Multiobjective Loading Pattern Optimization by Simulated Annealing Employing Discontinuous Penalty Function and Screening Technique


Abstract

The problem of multiobjective fuel loading pattern (LP) optimization employing high-fidelity three-dimensional (3-D) models is resolved by introducing the concepts of discontinuous penalty function, dominance, and two-dimensional (2-D)-based screening into the simulated annealing (SA) algorithm. Each constraint and objective imposed on a reload LP design is transformed into a discontinuous penalty function that involves a jump to a quadratic variation at the point of the limiting value of the corresponding core characteristics parameter. It is shown that with this discontinuous form the sensitivity of the penalty coefficients is quite weak compared to the stochastic effect of SA. The feasible LPs found during SA update the set of candidate LPs through a dominance check that is done by examining multiple objectives altogether.

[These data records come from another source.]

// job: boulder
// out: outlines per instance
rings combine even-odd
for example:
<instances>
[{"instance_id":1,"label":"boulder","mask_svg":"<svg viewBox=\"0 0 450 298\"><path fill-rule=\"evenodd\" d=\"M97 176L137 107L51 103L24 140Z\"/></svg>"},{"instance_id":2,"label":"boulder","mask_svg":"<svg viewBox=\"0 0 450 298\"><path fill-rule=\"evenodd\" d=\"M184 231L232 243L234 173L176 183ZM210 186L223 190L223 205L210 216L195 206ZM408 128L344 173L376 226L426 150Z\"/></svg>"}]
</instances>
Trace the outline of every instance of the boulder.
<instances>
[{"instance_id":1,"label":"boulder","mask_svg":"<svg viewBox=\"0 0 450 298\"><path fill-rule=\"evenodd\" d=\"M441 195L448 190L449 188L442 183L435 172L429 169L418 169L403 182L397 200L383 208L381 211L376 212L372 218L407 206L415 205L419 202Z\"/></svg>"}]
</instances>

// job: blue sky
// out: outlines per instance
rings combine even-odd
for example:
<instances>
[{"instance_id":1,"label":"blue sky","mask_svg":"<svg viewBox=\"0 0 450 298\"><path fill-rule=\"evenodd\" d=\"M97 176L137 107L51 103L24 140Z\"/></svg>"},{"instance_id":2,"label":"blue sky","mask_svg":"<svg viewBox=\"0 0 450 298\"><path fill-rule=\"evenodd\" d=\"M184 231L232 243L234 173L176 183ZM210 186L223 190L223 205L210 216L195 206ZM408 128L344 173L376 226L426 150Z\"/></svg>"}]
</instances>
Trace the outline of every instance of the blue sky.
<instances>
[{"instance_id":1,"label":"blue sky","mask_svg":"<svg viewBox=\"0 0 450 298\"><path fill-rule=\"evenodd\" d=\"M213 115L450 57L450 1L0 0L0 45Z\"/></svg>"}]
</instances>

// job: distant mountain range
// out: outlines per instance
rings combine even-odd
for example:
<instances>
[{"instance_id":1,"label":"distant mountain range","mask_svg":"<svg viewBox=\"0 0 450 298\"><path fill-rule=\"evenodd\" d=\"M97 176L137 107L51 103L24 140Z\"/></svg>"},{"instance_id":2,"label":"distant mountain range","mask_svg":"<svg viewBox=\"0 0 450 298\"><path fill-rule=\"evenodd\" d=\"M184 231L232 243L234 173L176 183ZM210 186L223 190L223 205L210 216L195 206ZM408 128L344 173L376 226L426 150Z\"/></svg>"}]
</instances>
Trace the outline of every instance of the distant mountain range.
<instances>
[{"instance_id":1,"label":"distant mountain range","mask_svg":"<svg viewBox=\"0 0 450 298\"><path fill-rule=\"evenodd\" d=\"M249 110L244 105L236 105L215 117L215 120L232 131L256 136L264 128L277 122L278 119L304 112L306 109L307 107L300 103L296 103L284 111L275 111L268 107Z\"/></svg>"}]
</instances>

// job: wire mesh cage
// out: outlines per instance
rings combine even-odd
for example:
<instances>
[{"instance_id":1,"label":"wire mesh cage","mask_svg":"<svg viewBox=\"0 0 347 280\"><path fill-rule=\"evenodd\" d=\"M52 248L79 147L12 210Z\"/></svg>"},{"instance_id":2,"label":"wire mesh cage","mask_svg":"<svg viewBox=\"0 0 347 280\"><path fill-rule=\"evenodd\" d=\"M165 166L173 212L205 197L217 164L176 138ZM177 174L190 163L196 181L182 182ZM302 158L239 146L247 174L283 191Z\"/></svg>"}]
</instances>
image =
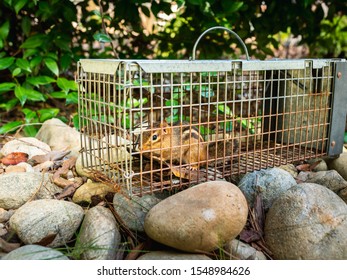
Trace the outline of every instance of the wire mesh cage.
<instances>
[{"instance_id":1,"label":"wire mesh cage","mask_svg":"<svg viewBox=\"0 0 347 280\"><path fill-rule=\"evenodd\" d=\"M143 195L337 156L346 78L343 59L83 59L82 164Z\"/></svg>"}]
</instances>

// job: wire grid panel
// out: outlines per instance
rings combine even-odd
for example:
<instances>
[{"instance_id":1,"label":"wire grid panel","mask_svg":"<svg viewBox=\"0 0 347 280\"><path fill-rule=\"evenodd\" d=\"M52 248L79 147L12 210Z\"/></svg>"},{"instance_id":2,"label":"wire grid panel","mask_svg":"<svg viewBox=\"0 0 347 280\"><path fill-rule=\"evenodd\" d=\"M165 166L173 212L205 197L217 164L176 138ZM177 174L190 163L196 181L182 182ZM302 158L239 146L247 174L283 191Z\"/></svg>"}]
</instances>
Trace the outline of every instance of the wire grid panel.
<instances>
[{"instance_id":1,"label":"wire grid panel","mask_svg":"<svg viewBox=\"0 0 347 280\"><path fill-rule=\"evenodd\" d=\"M336 60L81 60L82 163L143 195L327 155Z\"/></svg>"}]
</instances>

The 2-D-based screening technique uses a precalculated database of the 2-D solution errors and is shown to be very effective in saving the SA computation time by avoiding 3-D evaluations for the unfavorable LPs that are frequently encountered in SA. Realistic applications of the proposed method to a pressurized water reactor reload LP optimization with the dual objectives of maximizing the cycle length and minimizing the radial peaking factor demonstrate that the method works quite well in practice.